The Banff Centre has appointed Jack Davis – the former head of the Calgary Health Region – as its interim president, with the upcoming departure of Jeff Melanson. Davis's appointment, effective July 1, was announced Friday, along with the announcement that Melanson will remain in Banff until July 1. Melanson was originally to stay on at the Banff Centre until mid-September, before returning to Toronto, where he will become president and CEO of the Toronto Symphony Orchestra. The Banff Centre says Melanson is leaving two-and-a-half months earlier than originally announced because they thought it would take longer to find someone to fill the position.

Davis made headlines in 2008 when he was fired from his position as president and CEO of the Calgary Health Region, and received a generous compensation package, which included $1.7-million in severance pay. That year he became chairman of CEO.Mobile Inc, a company that advises foundations and corporations on leadership and strategy. Before heading the Calgary Health Region, he was responsible for the Alberta Public Service as Deputy Minister of Executive Council. He has also served on the Banff Centre board.

"We approached Jack Davis because of his solid knowledge of our operations and background in government, business and not-for-profit management," said board chair Brenda Mackie in a news release, out Friday.

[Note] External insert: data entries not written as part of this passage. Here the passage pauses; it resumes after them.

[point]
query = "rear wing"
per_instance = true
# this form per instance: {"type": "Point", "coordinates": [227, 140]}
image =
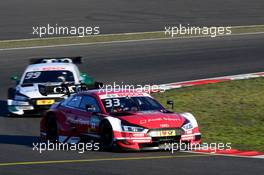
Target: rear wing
{"type": "Point", "coordinates": [75, 60]}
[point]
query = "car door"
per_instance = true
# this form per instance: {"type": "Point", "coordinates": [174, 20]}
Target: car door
{"type": "Point", "coordinates": [71, 111]}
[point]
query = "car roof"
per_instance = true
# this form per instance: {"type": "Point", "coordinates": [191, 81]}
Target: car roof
{"type": "Point", "coordinates": [51, 66]}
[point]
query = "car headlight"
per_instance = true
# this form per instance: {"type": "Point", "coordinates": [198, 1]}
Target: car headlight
{"type": "Point", "coordinates": [187, 126]}
{"type": "Point", "coordinates": [20, 97]}
{"type": "Point", "coordinates": [132, 128]}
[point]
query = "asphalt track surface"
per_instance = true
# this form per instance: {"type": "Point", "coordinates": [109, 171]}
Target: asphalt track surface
{"type": "Point", "coordinates": [155, 62]}
{"type": "Point", "coordinates": [17, 17]}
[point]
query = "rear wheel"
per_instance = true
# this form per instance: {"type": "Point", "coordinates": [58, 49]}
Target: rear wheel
{"type": "Point", "coordinates": [52, 129]}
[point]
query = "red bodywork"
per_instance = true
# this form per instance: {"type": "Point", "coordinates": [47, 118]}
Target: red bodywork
{"type": "Point", "coordinates": [74, 122]}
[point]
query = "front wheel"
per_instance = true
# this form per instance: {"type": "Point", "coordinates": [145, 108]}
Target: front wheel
{"type": "Point", "coordinates": [107, 136]}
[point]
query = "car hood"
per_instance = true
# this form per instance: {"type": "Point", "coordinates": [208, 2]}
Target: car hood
{"type": "Point", "coordinates": [153, 120]}
{"type": "Point", "coordinates": [32, 90]}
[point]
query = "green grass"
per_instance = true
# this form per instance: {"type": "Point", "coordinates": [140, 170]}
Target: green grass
{"type": "Point", "coordinates": [226, 112]}
{"type": "Point", "coordinates": [4, 44]}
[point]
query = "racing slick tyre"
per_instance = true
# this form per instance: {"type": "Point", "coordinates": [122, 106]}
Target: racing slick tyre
{"type": "Point", "coordinates": [52, 129]}
{"type": "Point", "coordinates": [11, 93]}
{"type": "Point", "coordinates": [106, 135]}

Melanson's surprise announcement this spring that he would be leaving his post as president and CEO for personal reasons about halfway through his first five-year term means that he will not be the person leading the implementation of the Centre's ambitious strategic plan. In the news release, the board emphasizes that the Centre is moving ahead with the plan, which it approved last year. It includes a big-vision campus renewal with a price tag of hundreds of millions of dollars, as well as increasing public access to the centre's activities through its dissemination strategy, re-imagining its leadership development program as the Peter Lougheed Leadership Institute, securing funding to enable tuition-free access for participants of arts residencies and programs, and advancing the Centre's contribution to applied research.